A Carmel attorney who contracted with a Texas law firm but did not engage with the clients he represented as part of the contractual relationship has been suspended from the practice of law in Indiana for 30 days.
In 2015, Indiana attorney Bradley C. Crosley became “of counsel” for Eastman Meyler, P.C., a Texas law firm doing business as WipeRecord. As part of their relationship, Eastman Meyler would generate customer leads, enter into client representation agreements and provide customer service and client management services on expungement cases. For his part, Crosley would provide any legal services that required an Indiana law license.
“In sum, an Eastman Meyler attorney performed substantially all the work on cases,” Chief Justice Loretta Rush wrote for the Indiana Supreme Court on Tuesday. “Typically, Respondent had no communication with Eastman Meyler’s Indiana clients, either before or after those clients had entered into representation agreements with Eastman Meyler.”
Instead, Crosley’s role in Eastman Meyler’s business was to review and sign documents prepared and filed by the Texas law firm. In all, Crosley entered appearances on behalf of 57 Eastman Meyler Indiana clients, and no attorneys from the firm petitioned for temporary Indiana admission.
Because of his lack of involvement with the Eastman Meyler cases, Crosley was unaware when Leah Stein, an attorney for the firm who was not admitted in Indiana, indicated that she was the attorney of record in two Tippecanoe County expungement cases. After discovering Stein’s actions, apologizing to the trial court and communicating with Eastman Meyler to ensure a similar error did not occur again, Crosley terminated his affiliation with the Texas firm after resolving all pending client matters.

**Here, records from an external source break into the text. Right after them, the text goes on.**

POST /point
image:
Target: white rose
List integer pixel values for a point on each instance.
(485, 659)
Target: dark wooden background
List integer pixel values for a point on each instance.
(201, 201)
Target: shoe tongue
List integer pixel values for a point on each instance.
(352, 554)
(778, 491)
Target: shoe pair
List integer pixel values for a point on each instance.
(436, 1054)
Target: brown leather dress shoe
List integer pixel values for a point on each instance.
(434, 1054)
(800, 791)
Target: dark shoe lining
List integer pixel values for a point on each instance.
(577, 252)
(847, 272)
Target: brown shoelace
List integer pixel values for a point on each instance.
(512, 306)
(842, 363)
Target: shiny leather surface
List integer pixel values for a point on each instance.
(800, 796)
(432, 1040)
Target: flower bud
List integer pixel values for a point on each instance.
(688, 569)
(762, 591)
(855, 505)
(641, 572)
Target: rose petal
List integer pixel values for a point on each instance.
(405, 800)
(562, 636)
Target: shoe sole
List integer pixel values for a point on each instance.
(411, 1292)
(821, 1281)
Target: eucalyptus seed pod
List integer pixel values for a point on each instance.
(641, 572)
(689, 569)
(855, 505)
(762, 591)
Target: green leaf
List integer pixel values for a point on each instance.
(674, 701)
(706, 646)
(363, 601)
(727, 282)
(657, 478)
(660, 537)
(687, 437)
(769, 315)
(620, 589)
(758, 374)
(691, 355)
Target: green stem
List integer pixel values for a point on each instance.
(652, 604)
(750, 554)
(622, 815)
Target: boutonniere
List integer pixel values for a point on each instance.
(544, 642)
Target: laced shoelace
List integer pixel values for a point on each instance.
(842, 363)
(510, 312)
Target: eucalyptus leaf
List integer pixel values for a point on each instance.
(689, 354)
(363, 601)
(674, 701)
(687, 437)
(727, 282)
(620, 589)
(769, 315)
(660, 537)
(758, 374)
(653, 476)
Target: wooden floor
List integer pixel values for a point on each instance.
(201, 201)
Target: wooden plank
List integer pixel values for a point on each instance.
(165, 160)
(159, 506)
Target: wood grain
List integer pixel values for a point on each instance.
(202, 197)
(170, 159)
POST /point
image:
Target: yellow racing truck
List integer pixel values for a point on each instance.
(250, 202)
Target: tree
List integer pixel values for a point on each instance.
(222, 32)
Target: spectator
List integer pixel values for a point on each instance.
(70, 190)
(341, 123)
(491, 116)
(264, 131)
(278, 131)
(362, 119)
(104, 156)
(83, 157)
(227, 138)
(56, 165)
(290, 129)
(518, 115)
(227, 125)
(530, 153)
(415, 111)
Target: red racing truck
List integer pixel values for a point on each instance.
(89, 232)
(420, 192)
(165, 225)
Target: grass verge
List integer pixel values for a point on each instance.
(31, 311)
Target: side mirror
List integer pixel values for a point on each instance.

Crosley’s actions upon learning of Stein’s conduct were cited in mitigation in the Indiana Supreme Court Disciplinary Commission’s complaint against him, as were the facts that he has no prior discipline and that all of his clients received their expungements. The parties agreed that Crosley violated three Indiana Rules of Professional Conduct, including:
- Rule 1.4(a)(2), failing to reasonably consult with a client about the means by which the client’s objectives are to be accomplished;
- Rule 5.4(c), permitting a person who recommends, employs or pays the lawyer to render legal services for another to direct or regulate the lawyer’s professional judgment in rendering such legal services, and;
- Rule 5.5(a), assisting in the unauthorized practice of law.
All five justices agreed to impose the parties’ recommended discipline, a 30-day suspension beginning July 31. Crosley may not undertake any new cases until then, but he will be automatically reinstated at the end of the 30-day period, provided no other suspensions are in effect.
The costs of the proceedings in the case, In the Matter of: Bradley C. Crosley, Respondent, 29S00-1712-DI-717, are assessed against him.